Wally Conron, 90, who worked for Guide Dogs Victoria in Australia when he bred the first Labrador-Poodle cross in 1989, spoke of his regrets at having begun a trend for designer breeds on an ABC podcast.
"I opened a Pandora's box and released a Frankenstein('s) monster," he said.
His "big regret" is that his invention paved the way for "unethical, ruthless people" to breed the dogs without thinking of the health of their offspring.

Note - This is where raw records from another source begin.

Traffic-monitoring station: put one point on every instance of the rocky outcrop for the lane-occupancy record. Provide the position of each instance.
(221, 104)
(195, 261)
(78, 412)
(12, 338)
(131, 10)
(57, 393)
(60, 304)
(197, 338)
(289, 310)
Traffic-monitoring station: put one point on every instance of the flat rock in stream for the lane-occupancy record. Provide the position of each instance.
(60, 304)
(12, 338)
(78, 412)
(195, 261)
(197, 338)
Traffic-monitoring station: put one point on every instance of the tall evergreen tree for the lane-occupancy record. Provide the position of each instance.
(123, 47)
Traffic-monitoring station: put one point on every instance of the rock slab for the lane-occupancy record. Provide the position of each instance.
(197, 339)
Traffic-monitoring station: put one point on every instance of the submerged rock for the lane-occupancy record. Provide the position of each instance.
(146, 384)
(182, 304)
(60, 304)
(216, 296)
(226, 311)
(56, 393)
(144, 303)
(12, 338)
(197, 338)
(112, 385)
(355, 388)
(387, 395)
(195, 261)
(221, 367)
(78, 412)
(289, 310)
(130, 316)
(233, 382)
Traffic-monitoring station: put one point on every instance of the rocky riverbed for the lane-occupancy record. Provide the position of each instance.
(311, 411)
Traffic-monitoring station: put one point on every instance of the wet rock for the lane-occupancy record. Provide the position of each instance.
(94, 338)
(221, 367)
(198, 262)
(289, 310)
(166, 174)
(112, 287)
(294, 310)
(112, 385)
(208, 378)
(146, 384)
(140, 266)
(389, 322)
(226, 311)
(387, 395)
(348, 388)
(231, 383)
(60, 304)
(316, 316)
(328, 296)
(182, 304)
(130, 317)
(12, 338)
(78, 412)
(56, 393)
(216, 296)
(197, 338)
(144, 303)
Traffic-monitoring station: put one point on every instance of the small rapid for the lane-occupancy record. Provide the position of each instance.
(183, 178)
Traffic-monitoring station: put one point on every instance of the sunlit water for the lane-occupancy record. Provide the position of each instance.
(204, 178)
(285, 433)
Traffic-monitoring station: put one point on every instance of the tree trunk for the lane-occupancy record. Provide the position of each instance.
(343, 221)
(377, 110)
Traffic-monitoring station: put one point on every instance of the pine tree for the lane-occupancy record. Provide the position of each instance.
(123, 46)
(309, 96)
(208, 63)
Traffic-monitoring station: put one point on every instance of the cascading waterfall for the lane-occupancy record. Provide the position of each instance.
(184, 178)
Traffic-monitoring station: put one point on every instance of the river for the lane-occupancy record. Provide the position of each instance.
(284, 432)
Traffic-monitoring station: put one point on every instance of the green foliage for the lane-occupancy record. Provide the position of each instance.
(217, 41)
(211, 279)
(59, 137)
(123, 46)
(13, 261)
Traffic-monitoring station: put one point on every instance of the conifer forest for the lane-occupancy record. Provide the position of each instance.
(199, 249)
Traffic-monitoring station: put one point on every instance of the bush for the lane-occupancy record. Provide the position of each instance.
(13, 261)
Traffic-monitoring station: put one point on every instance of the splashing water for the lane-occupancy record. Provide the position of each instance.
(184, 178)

According to Conron, the majority of Labradoodles are "either crazy or have an hereditary problem," with healthy examples of the breed "few and far between."
He believes that people have now gone too far with cross-breeding, which can increase a dog's risk of congenital disease, particularly down the generations. On the podcast, he laid particular scorn on the new Rottweiler-Poodle hybrid, known as a Rottle or a Rottie-Poo.
Conron's original purpose in crossing a Labrador with a standard Poodle (which has a non-shedding coat) had been to provide a guide dog for a blind woman in Hawaii whose husband was allergic to dogs.
The resulting litter of three was small, but one of the puppies did not trigger the husband's allergies and was sent to Hawaii to be her guide dog.
As no one wanted the two remaining puppies, Conron asked the PR department at his work to spread the message of this new breed. Labradoodles quickly became popular in Australia and further afield.
Now, designer breeds have become widespread -- but so has criticism of the consequences. Labradoodles, for example, can develop health problems common to Labrador Retrievers and Poodles such as hip dysplasia and eye disease.
Colin Tennant, a British expert on dog behaviour with 45 years of experience in the industry, told CNN: "In essence, you are blindly breeding and altering genetics of the line without foreknowledge."
Although Tennant said he doesn't have a problem with cross-breeding in general, he noted that breeders should pay more attention to dog's health.
One example, he said, was the Bichon Frise, whose eyes water. "It must be in agony all the time," he explained. "They breed the face flat so they look humanoid because we find that attractive, with no consideration for the permutations we are producing with regards the dog's welfare or health."